Immédiatement, je m’étalai de tout mon long. L’eau regelée formait, au fond, une couche épaisse, faite de morceaux de glace irréguliers, libres, surgelés, et j’eus l’impression de marcher sur un lit de billes. Je me cramponnai au câble, me redressai. L’aventure semblait sans espoir. Il était impossible de se tenir debout sur cette couche presque sans friction. Je m’appuyai au mur, prêt à remonter si le flot revenait. Mais cette fois le barrage devait être solide, car le liquide s’écoula en entier, et il n’y eut plus, au-dessus de la glace, qu’une mince couche d’air liquide, vite évaporée.

Je jetai un regard vers l’amont. Le barrage s’élevait à peu de distance, amoncellement de blocs hérissé de pointes. Je décidai de tenter ma chance, et, à quatre pattes, mes bras s’enfonçant presque à chaque instant entre les glaçons entassés, je progressai, très lentement. De temps en temps, un coup d’œil furtif et anxieux vers le barrage. La lumière du soleil se reflétait et se rétractait dans la glace, aveuglante.
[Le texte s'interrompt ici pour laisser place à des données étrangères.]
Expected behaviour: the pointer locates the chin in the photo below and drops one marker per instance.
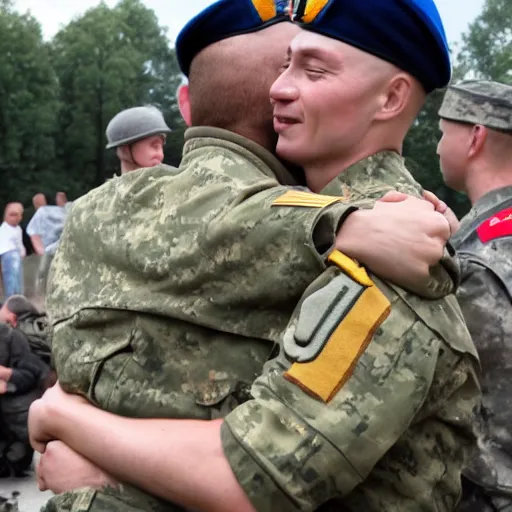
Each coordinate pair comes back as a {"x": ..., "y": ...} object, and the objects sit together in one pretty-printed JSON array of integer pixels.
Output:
[{"x": 289, "y": 151}]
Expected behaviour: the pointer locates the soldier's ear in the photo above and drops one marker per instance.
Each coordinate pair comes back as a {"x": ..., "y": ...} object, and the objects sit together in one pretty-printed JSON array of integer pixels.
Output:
[
  {"x": 479, "y": 135},
  {"x": 184, "y": 104}
]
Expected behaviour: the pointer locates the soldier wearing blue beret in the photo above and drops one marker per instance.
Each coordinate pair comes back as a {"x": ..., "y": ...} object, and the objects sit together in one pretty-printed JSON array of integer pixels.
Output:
[{"x": 369, "y": 401}]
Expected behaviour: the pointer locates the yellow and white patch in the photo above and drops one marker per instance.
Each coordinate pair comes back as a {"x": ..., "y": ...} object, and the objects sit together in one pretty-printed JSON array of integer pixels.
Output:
[
  {"x": 306, "y": 199},
  {"x": 306, "y": 11},
  {"x": 334, "y": 327},
  {"x": 266, "y": 9}
]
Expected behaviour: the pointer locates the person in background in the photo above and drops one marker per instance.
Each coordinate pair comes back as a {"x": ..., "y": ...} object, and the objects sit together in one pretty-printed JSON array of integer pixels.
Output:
[
  {"x": 44, "y": 229},
  {"x": 61, "y": 199},
  {"x": 24, "y": 375},
  {"x": 39, "y": 200},
  {"x": 12, "y": 250},
  {"x": 476, "y": 158},
  {"x": 138, "y": 135}
]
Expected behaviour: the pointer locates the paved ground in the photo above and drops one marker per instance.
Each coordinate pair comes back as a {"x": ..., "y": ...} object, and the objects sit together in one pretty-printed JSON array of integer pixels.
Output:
[{"x": 31, "y": 499}]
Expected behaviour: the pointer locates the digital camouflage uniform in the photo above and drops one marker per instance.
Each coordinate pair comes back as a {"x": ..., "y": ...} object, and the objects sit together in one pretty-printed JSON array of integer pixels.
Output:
[
  {"x": 171, "y": 287},
  {"x": 174, "y": 305},
  {"x": 484, "y": 245},
  {"x": 392, "y": 438}
]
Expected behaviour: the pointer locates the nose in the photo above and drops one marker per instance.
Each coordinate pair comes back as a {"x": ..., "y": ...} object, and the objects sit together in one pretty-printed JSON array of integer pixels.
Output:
[{"x": 283, "y": 90}]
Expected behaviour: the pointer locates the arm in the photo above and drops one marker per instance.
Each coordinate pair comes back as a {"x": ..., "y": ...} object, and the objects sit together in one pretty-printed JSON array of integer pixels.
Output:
[
  {"x": 398, "y": 228},
  {"x": 37, "y": 244},
  {"x": 131, "y": 450}
]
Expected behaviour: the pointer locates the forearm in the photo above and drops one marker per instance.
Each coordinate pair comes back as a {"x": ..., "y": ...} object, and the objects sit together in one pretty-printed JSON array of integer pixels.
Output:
[
  {"x": 37, "y": 244},
  {"x": 179, "y": 460}
]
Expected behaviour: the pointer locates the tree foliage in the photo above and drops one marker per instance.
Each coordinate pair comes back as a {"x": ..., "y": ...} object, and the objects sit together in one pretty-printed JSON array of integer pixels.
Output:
[
  {"x": 486, "y": 53},
  {"x": 57, "y": 97},
  {"x": 124, "y": 59},
  {"x": 28, "y": 104}
]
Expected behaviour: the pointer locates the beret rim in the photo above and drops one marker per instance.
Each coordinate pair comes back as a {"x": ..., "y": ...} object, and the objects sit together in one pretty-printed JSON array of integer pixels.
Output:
[{"x": 323, "y": 32}]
Puis cette glace commença elle-même à fondre, et je pus me redresser, m’appuyant aux murs.

Je parvins au carrefour, où le vent me saisit. J’essayai de m’assurer sur le câble que mes hommes maintenant raidi, pivotai, m’affalai. Le vent me poussait dans la direction où je voulais aller, et j’ordonnai à Kur de donner du mou. Poussé ainsi, je parvins à quelques mètres du hangar. Et alors le barrage céda.